El aire en la sala se dulcificó. Cuando Eduardo finalmente giró la cara hacia la derecha, su voz rompió algo invisible en el ambiente: —¡Ahí está la luz! ¡Vienen a buscarme! ¡Voy!

El alivio fue breve. Eduardo, aun en trance, dejó escapar una risa grotesca, y su tono se tornó agresivo y burlón: —¡Qué ingenuos son! Este cuerpo me sirve bien. No voy a ir a ningún lado.

Las palabras resonaron con un peso que no pertenecía a este mundo. La habitación pareció cerrarse sobre ellos. Eugenia murmuró desesperada mientras las velas parpadeaban como si algo devorara su luz. Eduardo forcejeaba con Eugenia mostrando una fuerza inhumana, su rostro transformado en una máscara de odio. Dos hombres del grupo tuvieron que ayudar a Eugenia a sujetarlo, obligándolo a girar la cabeza hacia la derecha. Esos minutos de angustia,  hasta que Eduardo volvió en si, parecieron eternos 

Cuando todo terminó, Isidro salió de la casa con un alivio aparente. Pero la sensación de opresión seguía allí, un peso que le atenazaba el pecho y se anidaba en su plexo solar. Su cabeza parecía de corcho, una tos seca y repetitiva le asaltó junto con unas violentas arcadas. Varias respiraciones profundas y una demanda de ayuda lo calmaron.
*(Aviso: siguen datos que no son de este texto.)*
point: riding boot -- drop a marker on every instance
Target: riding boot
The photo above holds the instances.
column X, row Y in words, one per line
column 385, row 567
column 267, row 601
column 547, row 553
Caminó bajo la luna llena, esperando que el aire frío despejara su mente, pero cada paso lo acercaba más a algo que no podía nombrar. Por momentos, el eco de sus pasos parecía duplicarse, un sonido que no correspondía a su ritmo. Se detuvo y miró atrás, pero no había nada. Solo las sombras alargadas de los edificios y una luna que parecía demasiado distante.

El susurro llegó como un golpe en la espalda: —Gracias por asistir, Isidro. Desde ahora caminaremos juntos.

El miedo lo devoró por completo. Apuró el paso, pero la voz no se desvanecía; seguía resonando, cada vez más clara, cada vez más íntima, como si hablara desde las profundidades de su mente:
—¿Por qué huyes?

Sintió un frío inhumano recorrer su nuca, y la opresión en su pecho se intensificó, como si manos invisibles apretaran su corazón. Corrió, tropezando con las piedras de la calle, sin atreverse a mirar atrás. Pero las sombras, lo sabía, se movían por voluntad propia, siguiéndolo, esperando.

Al llegar a su apartamento, cerró la puerta con doble llave y encendió todas las luces. El silencio era absoluto, pero en la penumbra de la sala, el perchero parecía inclinarse hacia él, alargando su sombra con una intención aterradora.

Entonces, lo sintió: un roce helado en su mejilla y el susurro final, que le robó el aliento:
—Te lo dije, Isidro. Ya no estás solo.

En ese momento, entendió que el verdadero terror no era lo que había visto y sentido, sino lo que había traído consigo: algo que nunca lo dejaría escapar.